Be a parent, go to jail?

Should it be normal for parents to get arrested for making normal parental decisions — just because someone else believes it’s a mistake?

I’m not talking about demonstrable child abuse. I’m talking about the kind of decisions Radley Balko cites in a column on “the criminalization of parenthood.”

In one case, a South Carolina working mom was jailed for “unlawful conduct toward a child” — for letting her nine-year-old play in a well-attended park while she worked at McDonald’s. Social services took the child.

In another case, an Ohio father faces six months in jail because, unbeknownst to him, his eight-year-old son skipped church to play with friends in the neighborhood.

In a third, an Illinois woman was arrested for leaving a stubborn eight-year-old in her car for a few minutes while she dashed into a store.

We may disagree with what the parents did here (to the extent they could have done anything different).
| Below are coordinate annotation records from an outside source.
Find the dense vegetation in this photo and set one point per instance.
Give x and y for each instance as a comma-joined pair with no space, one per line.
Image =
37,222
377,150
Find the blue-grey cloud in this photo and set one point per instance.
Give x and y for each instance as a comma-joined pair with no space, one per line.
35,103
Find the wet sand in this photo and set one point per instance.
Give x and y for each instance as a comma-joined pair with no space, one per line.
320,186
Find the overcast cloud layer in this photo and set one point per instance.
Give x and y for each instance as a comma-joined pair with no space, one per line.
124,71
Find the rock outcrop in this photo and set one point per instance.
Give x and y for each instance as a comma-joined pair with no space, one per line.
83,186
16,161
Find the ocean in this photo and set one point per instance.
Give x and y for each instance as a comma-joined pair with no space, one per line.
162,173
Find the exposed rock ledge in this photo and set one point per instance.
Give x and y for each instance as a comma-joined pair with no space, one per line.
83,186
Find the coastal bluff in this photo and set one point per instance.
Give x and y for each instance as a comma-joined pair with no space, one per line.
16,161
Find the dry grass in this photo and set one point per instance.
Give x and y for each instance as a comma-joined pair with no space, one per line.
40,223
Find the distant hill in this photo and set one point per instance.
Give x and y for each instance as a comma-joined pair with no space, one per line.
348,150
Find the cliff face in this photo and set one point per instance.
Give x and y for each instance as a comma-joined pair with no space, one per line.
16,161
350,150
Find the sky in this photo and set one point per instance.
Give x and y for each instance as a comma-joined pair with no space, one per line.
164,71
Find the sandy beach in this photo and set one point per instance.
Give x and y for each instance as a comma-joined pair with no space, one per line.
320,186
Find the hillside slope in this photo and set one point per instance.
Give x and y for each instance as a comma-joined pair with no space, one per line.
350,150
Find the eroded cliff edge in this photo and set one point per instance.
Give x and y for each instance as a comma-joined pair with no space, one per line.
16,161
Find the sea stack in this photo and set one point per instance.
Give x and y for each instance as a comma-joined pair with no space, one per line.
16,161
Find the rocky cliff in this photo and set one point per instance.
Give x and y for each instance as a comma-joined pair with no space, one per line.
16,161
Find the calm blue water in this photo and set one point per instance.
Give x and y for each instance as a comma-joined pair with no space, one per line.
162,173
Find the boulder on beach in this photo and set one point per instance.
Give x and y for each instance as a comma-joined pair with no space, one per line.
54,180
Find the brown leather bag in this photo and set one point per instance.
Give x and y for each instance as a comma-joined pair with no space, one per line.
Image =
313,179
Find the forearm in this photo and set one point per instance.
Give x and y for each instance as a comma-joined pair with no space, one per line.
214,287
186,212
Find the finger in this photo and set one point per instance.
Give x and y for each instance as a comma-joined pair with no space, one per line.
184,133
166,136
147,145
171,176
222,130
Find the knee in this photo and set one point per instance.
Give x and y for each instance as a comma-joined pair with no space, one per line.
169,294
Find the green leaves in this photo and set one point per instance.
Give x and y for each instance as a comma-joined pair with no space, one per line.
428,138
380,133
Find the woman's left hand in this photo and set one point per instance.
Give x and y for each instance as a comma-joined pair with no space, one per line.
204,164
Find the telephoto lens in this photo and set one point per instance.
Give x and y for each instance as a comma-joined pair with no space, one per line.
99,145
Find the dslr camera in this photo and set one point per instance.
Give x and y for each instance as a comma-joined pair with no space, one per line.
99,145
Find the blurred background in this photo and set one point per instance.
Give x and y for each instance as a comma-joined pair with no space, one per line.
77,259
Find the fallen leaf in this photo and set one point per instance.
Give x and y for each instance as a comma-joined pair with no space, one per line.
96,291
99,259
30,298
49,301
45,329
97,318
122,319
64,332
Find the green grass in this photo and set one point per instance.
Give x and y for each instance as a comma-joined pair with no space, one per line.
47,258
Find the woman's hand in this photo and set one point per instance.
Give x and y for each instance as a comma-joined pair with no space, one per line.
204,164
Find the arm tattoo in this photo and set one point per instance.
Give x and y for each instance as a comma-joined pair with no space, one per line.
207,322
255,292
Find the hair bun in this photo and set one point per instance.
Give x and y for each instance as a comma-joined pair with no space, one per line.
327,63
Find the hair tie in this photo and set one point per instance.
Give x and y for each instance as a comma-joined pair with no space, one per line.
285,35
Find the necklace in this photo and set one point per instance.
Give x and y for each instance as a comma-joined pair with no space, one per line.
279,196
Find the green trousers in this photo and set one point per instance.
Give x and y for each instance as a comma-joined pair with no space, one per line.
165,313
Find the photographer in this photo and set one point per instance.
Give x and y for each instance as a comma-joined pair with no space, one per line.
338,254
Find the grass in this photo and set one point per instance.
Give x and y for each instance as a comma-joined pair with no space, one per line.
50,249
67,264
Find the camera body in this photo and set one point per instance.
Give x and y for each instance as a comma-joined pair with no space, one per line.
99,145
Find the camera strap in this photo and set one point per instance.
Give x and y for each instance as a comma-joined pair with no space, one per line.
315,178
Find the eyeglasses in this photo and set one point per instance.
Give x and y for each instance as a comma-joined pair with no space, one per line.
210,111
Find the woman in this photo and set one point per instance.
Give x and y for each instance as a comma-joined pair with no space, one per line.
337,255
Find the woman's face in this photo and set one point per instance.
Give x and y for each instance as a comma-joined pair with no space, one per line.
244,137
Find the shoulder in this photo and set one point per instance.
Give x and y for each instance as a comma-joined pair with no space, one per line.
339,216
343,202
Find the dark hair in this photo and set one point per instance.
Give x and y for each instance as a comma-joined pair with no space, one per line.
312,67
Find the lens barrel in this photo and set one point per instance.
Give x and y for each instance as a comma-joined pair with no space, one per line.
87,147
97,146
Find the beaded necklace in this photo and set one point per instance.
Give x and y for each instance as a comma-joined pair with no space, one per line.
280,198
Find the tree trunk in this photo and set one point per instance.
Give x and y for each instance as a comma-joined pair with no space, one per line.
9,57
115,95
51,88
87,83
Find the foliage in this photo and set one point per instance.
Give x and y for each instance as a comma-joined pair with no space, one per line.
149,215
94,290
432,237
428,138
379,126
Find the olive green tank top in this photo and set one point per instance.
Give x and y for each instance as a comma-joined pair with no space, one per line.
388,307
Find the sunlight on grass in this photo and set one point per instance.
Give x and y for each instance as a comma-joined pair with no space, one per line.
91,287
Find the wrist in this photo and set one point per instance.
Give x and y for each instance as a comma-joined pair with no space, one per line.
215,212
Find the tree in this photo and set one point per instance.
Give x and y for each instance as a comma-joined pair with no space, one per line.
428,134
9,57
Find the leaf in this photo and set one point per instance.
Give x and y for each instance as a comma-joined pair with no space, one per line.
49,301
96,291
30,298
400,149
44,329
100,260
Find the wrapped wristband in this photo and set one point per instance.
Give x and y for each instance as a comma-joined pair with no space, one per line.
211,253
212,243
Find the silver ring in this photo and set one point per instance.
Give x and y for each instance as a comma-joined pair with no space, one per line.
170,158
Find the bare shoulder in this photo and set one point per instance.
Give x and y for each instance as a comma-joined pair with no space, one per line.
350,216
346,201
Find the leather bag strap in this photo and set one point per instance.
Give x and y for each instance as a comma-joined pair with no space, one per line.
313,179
But arrest? Jail?

For six months?

One minute?

In the world that these incidents prefigure, the only way for parents to be “safe” in using our judgment will be to stop using it.

This would be life under the tyranny of “experts” and busybodies: to always project what the most skittish and punitive “authority” would require — and to do that instead of what we ourselves consider appropriate given all relevant, sometimes difficult circumstances.

Final question: What lesson does this brave new regime teach the children?

This is Common Sense. I’m Paul Jacob.

By: Redactor

4 Comments

  1. JFB says:

    Sadly, it is only a matter of time before the nanny state attempts to fully assume its role.
    I can also envision an advertised hot line where children, neighbors and others “concerned” persons, including ex-spouses in custody will be encouraged to anonymously call to report any “abuse” by parents.
    The next progression will be that all children should be housed and educated by the state. as Ms. Clinton pointed out her belief that it takes a village, and, of course, procreation will have to be limited or rationed in order not to overburden the system and taxpayers.
    The road to hell is well paved with good intentions, commonly bastardized by those who really understand their ultimate goals.

  2. Drik says:

    No trial. No possibility of dissent. The collective central authority cannot survive if it allows the public to disagree.
    Jury nullification is far too dangerous for the government to risk it.

  3. James says:

    When liberty is given to those who use it to do wickedness, expect the state to grow like an avalanche and fall indiscriminately on those who use liberty to do good.

    When advocating for liberty, use wisdom and prudence: Not every adult is grown-up enough to bear the responsibility. And though liberty is “right”, in the real world widespread irresponsibilty has consequences – consequences that often fall on the responsible.